Situação análoga acontece com Lázara ao chegar ao hospital. Até então, a interpretação de seu gesto acontecia num contexto hermenêutico da religiosidade. Lázara e seus filhos comungavam do sentido salvífico de seu queimar as próprias mãos purificando-se. Ao adentrar o hospital e ser encaminhada para a psiquiatria, esse gesto passa a poder ser determinado à luz da psiquiatria. Ou seja, seu comportamento revela-se sinal de distúrbio psiquiátrico. Interpretar tão forte experiência como um equívoco perceptivo ou desequilíbrio químico é uma violência tão grande quanto a que ela já vivenciou. É transformar seu gesto salvacionista em sintoma psicopatológico.

O encaminhamento para a psiquiatria do hospital abre um conflito de interpretações que ameaça o sentido do gesto de Lázara. Mas essas interpretações não são meras significações atribuídas a uma mesma situação. A interpretação é o que a situação realmente é. A vivência de Lázara é de ter se limpado do pecado. A vivência que os psiquiatras têm dessa situação é que ela estava em surto psicótico e seu gesto nada mais é que um sintoma de distúrbio orgânico ou psíquico. Se o que ela fez foi sintoma psicopatológico, suas queimaduras não são estigmas de sua purificação e seu comportamento não foi um ritual purificador.

Lázara e seus filhos entenderam a situação e se esquivaram de iniciar um tratamento psiquiátrico. Para eles, o entendimento médico seria uma compreensão errada e destruidora da experiência religiosa vivida.

Se ela começasse a ser acompanhada e sua biografia fosse tema de investigação interessada, quiçá num processo psicoterapêutico, explicitar-se-ia o contexto de mundo no qual o pecado a consome e à sua família e no qual o fogo é o único caminho para a redenção. Talvez ganhasse liberdade em relação a ser a salvadora - a escolhida - de sua família. Talvez pudesse buscar outros modos de purificação menos agressivos consigo. Mas nada disso aconteceu e seu destino quedou-se um enigma.

 

Uma possível compreensão daseinsanalítica do comportamento psicopatológico de Lázara

Ao passo que os fenômenos naturais podem ser explicados com base em leis gerais de causação construídas como hipóteses, os fenômenos humanos só podem ser descritos compreensivamente à luz do sentido. Para isso, é necessário compreender e explicitar o mundo no qual os gestos de Lázara acontecem, pois, gesto e mundo se copertencem. Hermenêutica, assim, significa buscar o significado de um comportamento em seu contexto histórico-cultural (mundo).

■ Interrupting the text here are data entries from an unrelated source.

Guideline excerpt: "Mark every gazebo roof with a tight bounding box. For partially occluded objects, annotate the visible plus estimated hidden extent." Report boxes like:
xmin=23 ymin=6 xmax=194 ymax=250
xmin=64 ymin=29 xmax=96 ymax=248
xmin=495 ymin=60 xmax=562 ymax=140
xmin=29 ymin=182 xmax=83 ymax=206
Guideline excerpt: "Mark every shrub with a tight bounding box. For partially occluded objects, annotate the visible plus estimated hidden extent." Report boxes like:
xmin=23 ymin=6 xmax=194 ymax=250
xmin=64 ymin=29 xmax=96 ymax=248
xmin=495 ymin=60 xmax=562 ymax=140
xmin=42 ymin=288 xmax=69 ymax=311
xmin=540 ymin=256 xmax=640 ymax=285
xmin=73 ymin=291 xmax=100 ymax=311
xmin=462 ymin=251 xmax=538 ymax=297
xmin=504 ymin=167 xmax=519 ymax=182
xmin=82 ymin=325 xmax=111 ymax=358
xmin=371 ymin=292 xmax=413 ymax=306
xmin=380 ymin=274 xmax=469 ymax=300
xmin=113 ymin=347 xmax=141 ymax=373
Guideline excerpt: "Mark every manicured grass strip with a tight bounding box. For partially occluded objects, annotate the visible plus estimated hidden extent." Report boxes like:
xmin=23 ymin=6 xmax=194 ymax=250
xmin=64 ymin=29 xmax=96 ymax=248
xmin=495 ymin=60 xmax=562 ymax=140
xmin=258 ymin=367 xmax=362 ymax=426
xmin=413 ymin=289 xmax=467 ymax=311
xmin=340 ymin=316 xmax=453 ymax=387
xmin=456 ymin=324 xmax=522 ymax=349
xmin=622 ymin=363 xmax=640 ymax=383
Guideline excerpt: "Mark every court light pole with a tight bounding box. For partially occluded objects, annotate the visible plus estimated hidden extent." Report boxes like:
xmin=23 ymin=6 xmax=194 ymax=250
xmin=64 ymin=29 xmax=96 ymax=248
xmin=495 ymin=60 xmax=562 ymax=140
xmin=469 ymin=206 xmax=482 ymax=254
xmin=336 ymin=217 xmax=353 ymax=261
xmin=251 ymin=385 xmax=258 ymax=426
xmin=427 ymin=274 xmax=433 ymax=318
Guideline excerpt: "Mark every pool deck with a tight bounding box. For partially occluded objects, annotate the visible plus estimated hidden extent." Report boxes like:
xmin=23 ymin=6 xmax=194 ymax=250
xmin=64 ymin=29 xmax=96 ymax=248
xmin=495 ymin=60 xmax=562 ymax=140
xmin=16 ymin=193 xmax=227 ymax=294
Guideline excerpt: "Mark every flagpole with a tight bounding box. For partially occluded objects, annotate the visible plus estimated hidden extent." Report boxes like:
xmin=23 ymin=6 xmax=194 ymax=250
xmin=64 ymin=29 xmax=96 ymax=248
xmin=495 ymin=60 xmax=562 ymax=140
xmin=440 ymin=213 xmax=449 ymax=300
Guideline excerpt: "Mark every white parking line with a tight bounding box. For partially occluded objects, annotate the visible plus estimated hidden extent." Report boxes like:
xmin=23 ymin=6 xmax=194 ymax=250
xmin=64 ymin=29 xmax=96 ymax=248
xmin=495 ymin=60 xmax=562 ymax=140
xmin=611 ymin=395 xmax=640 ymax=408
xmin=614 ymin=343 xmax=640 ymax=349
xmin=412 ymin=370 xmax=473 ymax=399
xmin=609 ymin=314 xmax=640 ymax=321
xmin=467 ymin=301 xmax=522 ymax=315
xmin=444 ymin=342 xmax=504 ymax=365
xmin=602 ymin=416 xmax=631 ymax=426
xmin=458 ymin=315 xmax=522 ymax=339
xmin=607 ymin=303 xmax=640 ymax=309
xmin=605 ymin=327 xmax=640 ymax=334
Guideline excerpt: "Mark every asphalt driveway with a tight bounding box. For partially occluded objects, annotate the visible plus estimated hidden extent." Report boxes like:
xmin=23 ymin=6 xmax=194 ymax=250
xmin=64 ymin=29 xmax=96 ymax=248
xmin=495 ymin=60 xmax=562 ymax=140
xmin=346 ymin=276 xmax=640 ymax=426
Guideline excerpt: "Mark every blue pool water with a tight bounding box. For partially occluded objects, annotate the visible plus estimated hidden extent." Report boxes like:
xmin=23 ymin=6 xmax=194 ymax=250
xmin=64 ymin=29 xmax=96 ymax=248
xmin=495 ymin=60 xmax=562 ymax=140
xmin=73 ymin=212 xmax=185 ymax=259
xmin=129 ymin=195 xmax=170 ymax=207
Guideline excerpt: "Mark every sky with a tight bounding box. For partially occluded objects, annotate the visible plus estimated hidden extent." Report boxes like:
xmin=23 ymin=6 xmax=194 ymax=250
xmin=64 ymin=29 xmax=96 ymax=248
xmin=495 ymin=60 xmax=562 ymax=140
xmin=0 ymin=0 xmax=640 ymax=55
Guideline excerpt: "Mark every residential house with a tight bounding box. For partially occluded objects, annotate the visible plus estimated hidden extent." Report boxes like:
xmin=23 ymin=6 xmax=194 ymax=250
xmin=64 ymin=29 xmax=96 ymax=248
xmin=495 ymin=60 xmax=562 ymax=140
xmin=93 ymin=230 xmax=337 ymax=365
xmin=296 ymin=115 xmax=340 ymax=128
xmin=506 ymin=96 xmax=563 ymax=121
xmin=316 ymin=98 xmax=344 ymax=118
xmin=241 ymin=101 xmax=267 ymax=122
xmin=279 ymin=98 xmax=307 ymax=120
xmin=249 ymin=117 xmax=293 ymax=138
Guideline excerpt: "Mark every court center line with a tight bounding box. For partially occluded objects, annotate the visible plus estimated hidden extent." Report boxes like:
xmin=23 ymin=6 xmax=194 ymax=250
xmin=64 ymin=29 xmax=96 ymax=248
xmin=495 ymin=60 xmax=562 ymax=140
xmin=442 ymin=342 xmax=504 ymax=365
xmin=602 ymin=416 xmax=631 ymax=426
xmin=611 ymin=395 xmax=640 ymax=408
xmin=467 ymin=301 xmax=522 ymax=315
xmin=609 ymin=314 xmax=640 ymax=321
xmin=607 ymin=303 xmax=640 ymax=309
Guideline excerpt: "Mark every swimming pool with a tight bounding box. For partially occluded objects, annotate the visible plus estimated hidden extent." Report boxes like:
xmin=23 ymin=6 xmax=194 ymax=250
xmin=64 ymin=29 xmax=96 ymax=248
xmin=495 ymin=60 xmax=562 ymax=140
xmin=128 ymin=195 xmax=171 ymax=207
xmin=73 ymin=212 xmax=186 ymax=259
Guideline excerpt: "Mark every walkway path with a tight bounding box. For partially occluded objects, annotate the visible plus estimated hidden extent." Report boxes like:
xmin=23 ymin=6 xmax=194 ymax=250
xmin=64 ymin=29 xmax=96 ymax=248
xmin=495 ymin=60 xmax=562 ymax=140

A hermenêutica da situação que ocasionou as queimaduras de Lázara exigiria um mergulho em seu mundo, o que, por sua vez, dependeria de que ela e seus filhos detalhassem seu cotidiano, seus valores, sua história de vida. Os médicos tentaram isso quando propuseram a internação e convidando enfaticamente que os filhos a trouxessem para consultas subsequentes, o que não aconteceu. Dessa forma, a explicitação do sentido de seus comportamentos proposta a seguir permanece um tanto hipotética, apoiando-se unicamente na pouca informação disponível, porém incapaz de explicitar os nexos biográficos e os incidentes motivadores que culminam neste ritual de purificação.

Interessa ao fenomenólogo compreender o gesto da paciente como motivado. Enquanto a causalidade busca eventos antecedentes, a motivação dirige-se ao futuro. "O motivo faz surgir o livre arbítrio; ele não o limita", diz Heidegger nos Seminários de Zollikon. "O motivo não obriga. A pessoa não é obrigada, é livre. Ele me solicita fazer algo." (Boss & Heidegger, 2009, p. 52) Na Daseinsanalyse, a primazia temporal é do futuro; é sempre a fim de algo que um mundo se abre e as coisas e os outros recebem sua significação. Isso não significa que passado e presente não tenham importância. Significa apenas que sua significatividade se articula a partir do futuro. Com vistas a expiar seus pecados (futuro), numa existência para a qual a religiosidade é tema importante (passado), este fogo aparece agora como purificador e este momento como o propício (kairós) para o martírio.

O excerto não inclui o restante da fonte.